Gordon told The Gleaner that the commission would be promoting its new division. That, he said, is likely to contribute to increased demand for talent.
He said that at present, about 10 to 15 requests are made for performers each month.
"There is great demand for local talent within the Jamaican diaspora, as during Independence time, for example, many of our Jamaicans overseas organise celebrations, and in an informal way, they would request of us to send persons," Gordon said.
"That is one potential area for us," he said.
In the meantime, Hanna said she was "deeply saddened" by the negative perception of politicians within the society and said the way in which such public servants are depicted in music is unfortunate.

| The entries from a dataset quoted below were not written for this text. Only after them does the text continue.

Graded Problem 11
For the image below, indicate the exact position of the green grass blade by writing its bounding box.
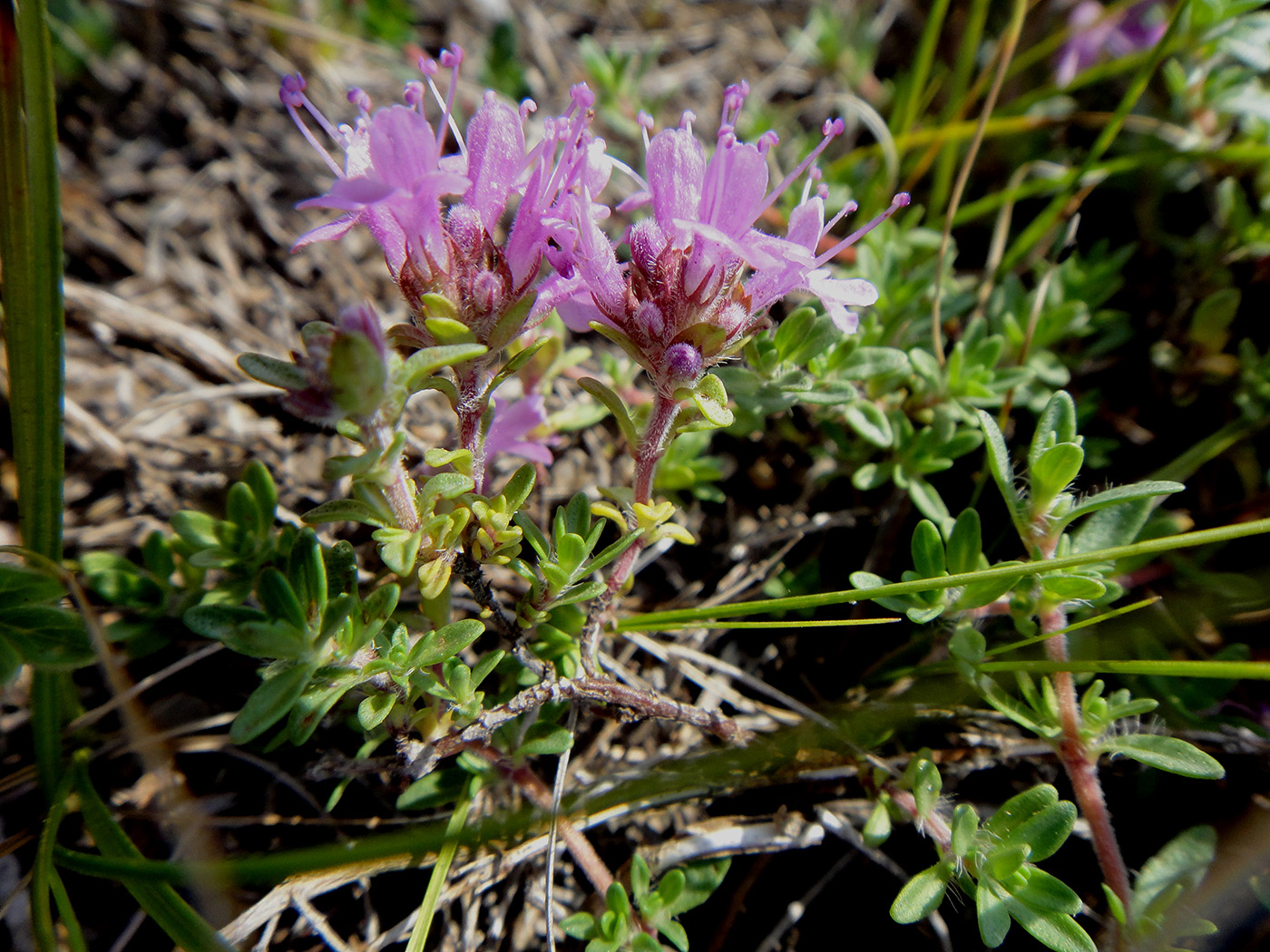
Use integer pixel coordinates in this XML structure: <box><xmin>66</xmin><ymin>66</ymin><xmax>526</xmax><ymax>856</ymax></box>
<box><xmin>73</xmin><ymin>753</ymin><xmax>230</xmax><ymax>952</ymax></box>
<box><xmin>616</xmin><ymin>520</ymin><xmax>1270</xmax><ymax>631</ymax></box>
<box><xmin>0</xmin><ymin>0</ymin><xmax>64</xmax><ymax>559</ymax></box>
<box><xmin>0</xmin><ymin>0</ymin><xmax>67</xmax><ymax>796</ymax></box>
<box><xmin>997</xmin><ymin>0</ymin><xmax>1190</xmax><ymax>274</ymax></box>
<box><xmin>979</xmin><ymin>660</ymin><xmax>1270</xmax><ymax>680</ymax></box>
<box><xmin>931</xmin><ymin>0</ymin><xmax>988</xmax><ymax>212</ymax></box>
<box><xmin>405</xmin><ymin>796</ymin><xmax>473</xmax><ymax>952</ymax></box>
<box><xmin>892</xmin><ymin>0</ymin><xmax>949</xmax><ymax>141</ymax></box>
<box><xmin>31</xmin><ymin>774</ymin><xmax>71</xmax><ymax>952</ymax></box>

"Recently, I cringed as I viewed the music video of Fighter by two of our most popular and admired reggae/dancehall artistes, whose music I also personally love and enjoy. I saw where a young man was told to go to the office of the 'dutty politician', for assistance," Hanna said.
Her reference was to a music video, which accompanies the work of Damian Marley and Cham. In the video, a character, Daniel, is congratulated by Marley for having earned a scholarship to study music overseas.
Being unable to find the airfare to enable him to travel and take up the scholarship, Daniel is told by a passer-by, Floyd, "Come wi go link Mr Washington", to which he enquired, "Who name suh?"
"Di dutty politician bwoy," the passer-by responds.
Hanna said the accusations of being evil and corrupt are "deeply hurtful to the innocent" politicians, even as Marley said the system does not favour the common man, and Cham urged that people "run weh di politicians because none a dem nuh fit".
"I thought it deeply troubling that these two young artistes - so creative, talented and highly influential - should mirror, validate, and deliver such a negative perception of politicians so creatively and so artistically," the minister said.